Hybrid, Unified and Iterative: A Novel Framework for Text-based Person Anomaly Retrieval
Tien-Huy Nguyen, Huu-Loc Tran, Huu-Phong Phan-Nguyen, Quang-Vinh Dinh

TL;DR
This paper introduces a novel framework combining a Local-Global Hybrid Perspective module, a Unified Image-Text model, and an iterative ensemble strategy to improve text-based person anomaly retrieval, achieving state-of-the-art results.
Contribution
It proposes a new hybrid, unified, and iterative framework integrating fine-grained features, multiple loss functions, and a novel ensemble strategy for enhanced retrieval performance.
Findings
Achieves 9.70% improvement in R@1 on PAB dataset
Demonstrates effectiveness of the LHP module in feature extraction
Outperforms previous methods with state-of-the-art results
Abstract
Text-based person anomaly retrieval has emerged as a challenging task, with most existing approaches relying on complex deep-learning techniques.
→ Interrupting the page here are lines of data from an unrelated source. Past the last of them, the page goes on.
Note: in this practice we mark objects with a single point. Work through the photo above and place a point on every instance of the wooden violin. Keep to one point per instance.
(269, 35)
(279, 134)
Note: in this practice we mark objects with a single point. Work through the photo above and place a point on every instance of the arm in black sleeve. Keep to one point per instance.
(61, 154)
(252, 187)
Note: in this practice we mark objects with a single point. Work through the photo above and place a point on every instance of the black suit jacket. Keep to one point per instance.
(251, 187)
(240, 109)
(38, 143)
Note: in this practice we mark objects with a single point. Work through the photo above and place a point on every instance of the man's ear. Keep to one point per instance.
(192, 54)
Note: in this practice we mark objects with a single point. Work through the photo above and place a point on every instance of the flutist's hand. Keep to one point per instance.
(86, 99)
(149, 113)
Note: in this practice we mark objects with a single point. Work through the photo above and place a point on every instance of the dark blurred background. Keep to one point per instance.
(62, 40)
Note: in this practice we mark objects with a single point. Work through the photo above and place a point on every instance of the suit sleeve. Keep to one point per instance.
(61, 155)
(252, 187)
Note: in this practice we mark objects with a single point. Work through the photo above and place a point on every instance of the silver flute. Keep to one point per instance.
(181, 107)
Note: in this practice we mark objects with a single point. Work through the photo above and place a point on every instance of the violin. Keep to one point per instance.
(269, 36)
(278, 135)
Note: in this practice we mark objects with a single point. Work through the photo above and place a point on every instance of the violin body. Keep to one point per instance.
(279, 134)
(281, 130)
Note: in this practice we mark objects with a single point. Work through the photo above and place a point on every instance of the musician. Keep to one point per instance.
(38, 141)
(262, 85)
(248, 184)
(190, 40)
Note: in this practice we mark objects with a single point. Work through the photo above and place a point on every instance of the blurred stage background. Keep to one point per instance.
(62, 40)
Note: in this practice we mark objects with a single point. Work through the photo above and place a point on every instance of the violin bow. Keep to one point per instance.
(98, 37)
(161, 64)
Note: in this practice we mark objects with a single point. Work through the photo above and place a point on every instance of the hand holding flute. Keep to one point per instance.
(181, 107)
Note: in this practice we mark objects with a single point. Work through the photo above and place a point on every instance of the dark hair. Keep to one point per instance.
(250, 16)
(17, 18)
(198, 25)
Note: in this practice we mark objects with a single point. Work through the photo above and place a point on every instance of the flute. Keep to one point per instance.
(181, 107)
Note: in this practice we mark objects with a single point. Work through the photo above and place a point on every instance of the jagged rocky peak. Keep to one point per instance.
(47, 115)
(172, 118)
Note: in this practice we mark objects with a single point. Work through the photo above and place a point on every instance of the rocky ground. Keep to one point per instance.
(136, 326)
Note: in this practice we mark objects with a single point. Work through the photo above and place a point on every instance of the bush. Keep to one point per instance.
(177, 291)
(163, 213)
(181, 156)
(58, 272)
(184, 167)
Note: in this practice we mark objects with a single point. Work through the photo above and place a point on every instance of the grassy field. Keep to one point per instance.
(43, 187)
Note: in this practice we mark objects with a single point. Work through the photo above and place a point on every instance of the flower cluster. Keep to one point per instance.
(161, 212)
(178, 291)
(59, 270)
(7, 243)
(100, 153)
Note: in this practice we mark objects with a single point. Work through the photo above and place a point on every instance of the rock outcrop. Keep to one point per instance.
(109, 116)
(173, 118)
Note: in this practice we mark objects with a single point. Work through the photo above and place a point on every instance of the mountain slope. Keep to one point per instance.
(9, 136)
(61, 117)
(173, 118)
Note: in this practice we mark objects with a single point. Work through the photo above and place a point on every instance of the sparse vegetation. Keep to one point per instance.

This raises a research question: How can the model be optimized to achieve greater fine-grained features? To address this, we propose a Local-Global Hybrid Perspective (LHP) module integrated with a Vision-Language Model (VLM), designed to explore the effectiveness of incorporating both fine-grained features alongside coarse-grained features. Additionally, we investigate a Unified Image-Text (UIT) model that combines multiple objective loss functions, including Image-Text Contrastive (ITC), Image-Text Matching (ITM), Masked Language Modeling (MLM), and Masked Image Modeling (MIM) loss. Beyond this, we propose a novel iterative ensemble strategy, by combining iteratively instead of using model results simultaneously like other ensemble methods.…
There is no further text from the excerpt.